Former coal-fired power station in Scotland

Kincardine power station was a 760 MW coal-fired power station on the shores of the upper Firth of Forth by Kincardine on Forth, Fife, Scotland.

==History==
The station began construction in 1952 and started generating electricity in 1958. At the time of its opening it was the largest power station in Scotland. It was initially operated by the South of Scotland Electricity Board (SSEB). The station was constructed to take advantage of post-WW2 expansion of the Fife and Lothian coalfields. Coal was supplied by Merry-go-round trains. It was capable of generating 760 MW peak load, and when commissioned could produce up to one third of Scotland's total electricity needs.

It was officially opened by Queen and Duke of Edinburgh on 12 October 1960.

==Specification==
Kincardine power station had one of the first 120 MW turbo-alternator units in the UK (the first to be commissioned was at Blyth A). The first set at Kincardine was commissioned on 28 December 1958. The steam conditions at the turbine stop valve were 1,500 psi and 1,000 °F with reheat to 1,000 °F (103.4 bar and 538 °C). An even more advanced 200 MW set was installed at Kincardine in the 1962. This included boilers rated at 1,350,000 lb/h (170.1 kg/s) capacity delivering steam at 2,350 psi and 1,050 °F (162 bar and 566 °C) with reheat to 1,000 °F. The boilers were by John Brown Land Boilers Limited.

The architect was Robert Matthew and the consulting engineers were Kennedy and Donkin.

==Operations==
The station was formally opened by the Queen in October 1960. The station had cost £36,250,000, about £4M less than had been estimated in 1955. Upon opening it had three 120 MW units, 200 MW units were added in 1962 and 1963.

Water for the steam condensers was abstracted from and returned to the Forth. When fully commissioned the station drew 1,025 ft3/s of cooling water. There were concerns about the re-circulation of discharged warm water back into the intake. The topography of the river was modelled which demonstrated that re-circulation would not be significant and the length of the culvert could be reduced.

Ash from the boilers was used to reclaim land from the estuary held behind a 9,000 ft embankment.

Early in the operational life of the station it was found that aluminium brass condenser tubes were failing through corrosion.
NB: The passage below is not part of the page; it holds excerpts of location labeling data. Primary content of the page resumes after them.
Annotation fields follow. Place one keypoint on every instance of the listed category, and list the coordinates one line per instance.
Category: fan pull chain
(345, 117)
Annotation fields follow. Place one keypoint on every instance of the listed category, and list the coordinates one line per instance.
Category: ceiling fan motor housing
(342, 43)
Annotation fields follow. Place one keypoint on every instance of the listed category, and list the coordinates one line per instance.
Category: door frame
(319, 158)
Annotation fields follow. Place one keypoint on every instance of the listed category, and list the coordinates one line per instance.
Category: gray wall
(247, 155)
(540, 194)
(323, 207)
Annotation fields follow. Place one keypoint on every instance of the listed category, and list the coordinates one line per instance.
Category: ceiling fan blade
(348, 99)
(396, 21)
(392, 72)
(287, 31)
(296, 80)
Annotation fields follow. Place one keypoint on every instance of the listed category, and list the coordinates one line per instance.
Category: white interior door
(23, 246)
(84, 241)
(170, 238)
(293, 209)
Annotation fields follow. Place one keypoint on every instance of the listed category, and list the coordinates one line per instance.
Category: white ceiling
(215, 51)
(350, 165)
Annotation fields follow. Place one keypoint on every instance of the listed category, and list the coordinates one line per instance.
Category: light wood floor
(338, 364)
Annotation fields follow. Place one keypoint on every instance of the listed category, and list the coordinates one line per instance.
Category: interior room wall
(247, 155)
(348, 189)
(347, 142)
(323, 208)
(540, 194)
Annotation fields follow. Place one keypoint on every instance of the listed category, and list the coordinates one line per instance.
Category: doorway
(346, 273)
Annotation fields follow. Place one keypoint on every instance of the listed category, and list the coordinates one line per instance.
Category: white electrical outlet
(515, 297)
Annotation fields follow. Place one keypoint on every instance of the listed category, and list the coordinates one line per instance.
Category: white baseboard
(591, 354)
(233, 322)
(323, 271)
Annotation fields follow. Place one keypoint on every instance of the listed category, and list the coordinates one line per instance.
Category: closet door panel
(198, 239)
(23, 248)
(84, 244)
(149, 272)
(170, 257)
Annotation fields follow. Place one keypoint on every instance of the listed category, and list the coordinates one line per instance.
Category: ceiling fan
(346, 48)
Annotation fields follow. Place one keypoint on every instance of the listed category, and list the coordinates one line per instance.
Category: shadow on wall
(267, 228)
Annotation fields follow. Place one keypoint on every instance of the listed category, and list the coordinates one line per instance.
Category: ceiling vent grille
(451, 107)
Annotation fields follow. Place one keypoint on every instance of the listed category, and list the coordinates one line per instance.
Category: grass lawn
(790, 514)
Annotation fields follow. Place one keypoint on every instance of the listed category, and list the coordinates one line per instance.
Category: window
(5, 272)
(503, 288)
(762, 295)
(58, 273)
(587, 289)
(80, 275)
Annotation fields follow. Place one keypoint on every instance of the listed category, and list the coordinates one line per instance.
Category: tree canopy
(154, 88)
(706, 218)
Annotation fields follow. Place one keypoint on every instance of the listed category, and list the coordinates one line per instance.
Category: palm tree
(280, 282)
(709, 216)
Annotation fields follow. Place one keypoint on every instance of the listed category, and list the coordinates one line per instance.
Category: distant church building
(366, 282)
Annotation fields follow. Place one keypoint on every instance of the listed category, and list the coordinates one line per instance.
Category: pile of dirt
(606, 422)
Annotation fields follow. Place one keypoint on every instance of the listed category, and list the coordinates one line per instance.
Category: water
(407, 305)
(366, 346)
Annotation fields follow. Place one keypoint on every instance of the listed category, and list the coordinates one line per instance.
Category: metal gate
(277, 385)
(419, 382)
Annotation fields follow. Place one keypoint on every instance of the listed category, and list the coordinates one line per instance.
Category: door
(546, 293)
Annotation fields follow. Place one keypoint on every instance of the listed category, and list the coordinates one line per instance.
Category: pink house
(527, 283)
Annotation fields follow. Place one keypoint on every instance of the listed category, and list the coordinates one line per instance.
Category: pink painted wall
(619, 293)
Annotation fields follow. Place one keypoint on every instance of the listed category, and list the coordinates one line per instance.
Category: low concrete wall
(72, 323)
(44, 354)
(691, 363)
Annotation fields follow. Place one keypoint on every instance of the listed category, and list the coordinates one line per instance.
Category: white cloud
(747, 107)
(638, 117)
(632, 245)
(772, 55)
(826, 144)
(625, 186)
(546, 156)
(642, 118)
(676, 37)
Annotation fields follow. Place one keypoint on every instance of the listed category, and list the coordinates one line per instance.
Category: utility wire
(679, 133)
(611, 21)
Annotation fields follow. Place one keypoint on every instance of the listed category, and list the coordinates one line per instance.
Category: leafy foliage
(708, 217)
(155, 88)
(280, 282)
Research indicated the absence of a protective iron oxide film on the condenser tubes at Kincardine. A program to inject ferrous sulphate into the cooling water was instigated to provide iron to aid the formation of an oxide film.

Semi-automatic start up, loading and shutdown of generating sets was introduced at Kincardine in June 1966. This was associated with the change in the operation of the station from base load to two-shift working. This was the first time that such control has been used in the UK.

The rail facilities at Kincardine included five coal discharge filler pits including two tipplers, 8 railway sidings, an oil discharge facility, and a loco shed. These facilities were extant in 1996 but had been removed by 2007.

Operation of the station ceased in 1997, and the facility had been demolished by 2001.

==Redevelopment==
A 275 kV substation still occupies part of the site, this has 275 kV high voltage connections to/from Currie, Fetteresso, Grangemouth, Longannet and Tealing substations.

The northern approach to the new Clackmannanshire Bridge built across the Firth of Forth and completed in late 2008 cuts across the extreme west end of the site. The site was used for the storage of a large quantity of track materials for the rebuilding of the Stirling-Alloa-Kincardine rail link, which is now operating, and is currently being used as a coal unloading and stockpiling area.

This facility was latterly owned by the privatised Scottish Power utility group.